Driving around where I grew up, flipping between the Philadelphia and New York City public radio stations depending on which part of the county I’m in, my mind drifts back to a driving force in my early engineering education: National Public Radio's Car Talk. This October was the 10 year anniversary of Car Talk’s last new episode, but the show is the ultimate in audio based debug puzzles. 

Tom and Ray, hosts of Car Talk and brothers from Massachusetts with degrees from MIT, were mechanics first and radio hosts second. They were seriously brilliant and must have had an incredible research team backing them, but above all they had an ability to engage with people of all walks of life and manner of 4-wheeled motor vehicle. The pair broadcast the show from Cambridge’s Harvard Square for decades before retiring 10 years ago. 

Every segment and episode of Car Talk brings a lesson. The conceit is simple: start the show with puns and witticisms, then move on to calls with real people in an attempt to do automotive diagnostics-over-FM-radio. Nearly every caller onomatopoetically describes their issue, and genius is at work when the hosts of the program respond with their own mimicry of a motor vehicle in an attempt to perform differential diagnosis on-air.
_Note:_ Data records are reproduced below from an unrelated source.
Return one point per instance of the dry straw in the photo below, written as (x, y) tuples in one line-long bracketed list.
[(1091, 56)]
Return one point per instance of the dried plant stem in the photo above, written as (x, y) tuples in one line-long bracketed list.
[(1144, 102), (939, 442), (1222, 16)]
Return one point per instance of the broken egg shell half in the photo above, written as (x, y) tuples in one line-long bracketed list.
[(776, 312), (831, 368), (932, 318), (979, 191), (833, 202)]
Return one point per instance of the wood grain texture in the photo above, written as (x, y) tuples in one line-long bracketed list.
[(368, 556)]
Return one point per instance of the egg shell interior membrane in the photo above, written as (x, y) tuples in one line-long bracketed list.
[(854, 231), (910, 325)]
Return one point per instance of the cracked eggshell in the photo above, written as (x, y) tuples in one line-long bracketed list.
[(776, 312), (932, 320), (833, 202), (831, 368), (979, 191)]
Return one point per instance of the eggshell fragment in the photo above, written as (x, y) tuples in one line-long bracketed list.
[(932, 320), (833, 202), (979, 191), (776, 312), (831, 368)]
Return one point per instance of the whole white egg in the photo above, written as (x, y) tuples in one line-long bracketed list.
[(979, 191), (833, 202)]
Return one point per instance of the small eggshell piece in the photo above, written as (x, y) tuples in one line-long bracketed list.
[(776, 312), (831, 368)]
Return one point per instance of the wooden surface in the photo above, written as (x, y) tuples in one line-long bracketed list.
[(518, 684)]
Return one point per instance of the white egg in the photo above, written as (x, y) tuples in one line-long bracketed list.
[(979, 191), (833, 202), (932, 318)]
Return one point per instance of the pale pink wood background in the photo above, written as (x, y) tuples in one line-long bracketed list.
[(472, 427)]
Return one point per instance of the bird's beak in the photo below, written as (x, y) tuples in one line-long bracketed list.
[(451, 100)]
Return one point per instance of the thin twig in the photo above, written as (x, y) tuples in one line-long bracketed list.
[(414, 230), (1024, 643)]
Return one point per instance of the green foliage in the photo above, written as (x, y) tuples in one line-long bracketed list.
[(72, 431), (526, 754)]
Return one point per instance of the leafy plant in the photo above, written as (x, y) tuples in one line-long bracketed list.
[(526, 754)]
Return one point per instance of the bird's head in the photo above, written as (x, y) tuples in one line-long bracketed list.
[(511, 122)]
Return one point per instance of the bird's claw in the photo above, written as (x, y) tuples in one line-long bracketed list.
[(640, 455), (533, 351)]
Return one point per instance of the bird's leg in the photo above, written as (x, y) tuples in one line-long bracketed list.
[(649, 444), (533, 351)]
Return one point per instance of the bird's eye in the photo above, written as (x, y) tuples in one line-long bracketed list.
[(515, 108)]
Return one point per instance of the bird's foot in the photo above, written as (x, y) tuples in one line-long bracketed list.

After several rounds of this back and forth, and an anecdote about one or the other brother’s family life, the call ends with a chuckling customer looking at an expensive mechanic’s bill avoided or in their future.

The humility (or lack thereof) displayed in their segment Stump the Chumps when a guest is brought back from a previous episode to say if the advice paid off charmingly closes some memorable vignettes. Car Talk’s hosts delight in learning when they were wrong, or better still when one brother was wrong and the other the provider of sage advice. Until the next segment. 

Car Talk might be the perfect show for a roboticist. The hosts knew that the customer was almost never right, but they freely admitted that the hosts were far from perfect too. Through caller after caller, a listener builds a familiarity with how people present their issues. You learn not just diagnoses, but also an engineering empathy to explain how a problem could have happened. You learn an incredibly valuable lesson delivered brilliantly through Bostonian laughter when the hosts rip apart other mechanics in their attempt to fleece unsuspecting callers, but also when the hosts admit that it’s not their money and advise callers into a more modern vehicle.

There’s a sort of forever appeal to listening to three people talk about a brand that hasn’t existed for 36 years. There’s even further brilliance in sustained listening. As the episodes progress and callers’ rustbuckets delivery date move past Knight Rider being relevant to the modern era of ECUs as to approach the complexity of Knight Rider, the duo remain eternal.

The Best of Car Talk is distributed by NPR and is available wherever you get your podcasts. I know that when I make the drive back to Pittsburgh I’ll be laughing and debugging along with Click and Clack.

If you’re still not convinced to add the show to your repertoire, or you’re more of a reader, their Puzzler Archive is listed here and is fantastic. Engineers, science students, and anyone who’s ever had a car that makes a weird kachunk noise but only when taking a left turn with the right blinker on will appreciate a break from whatever they’re doing to puzzle over one.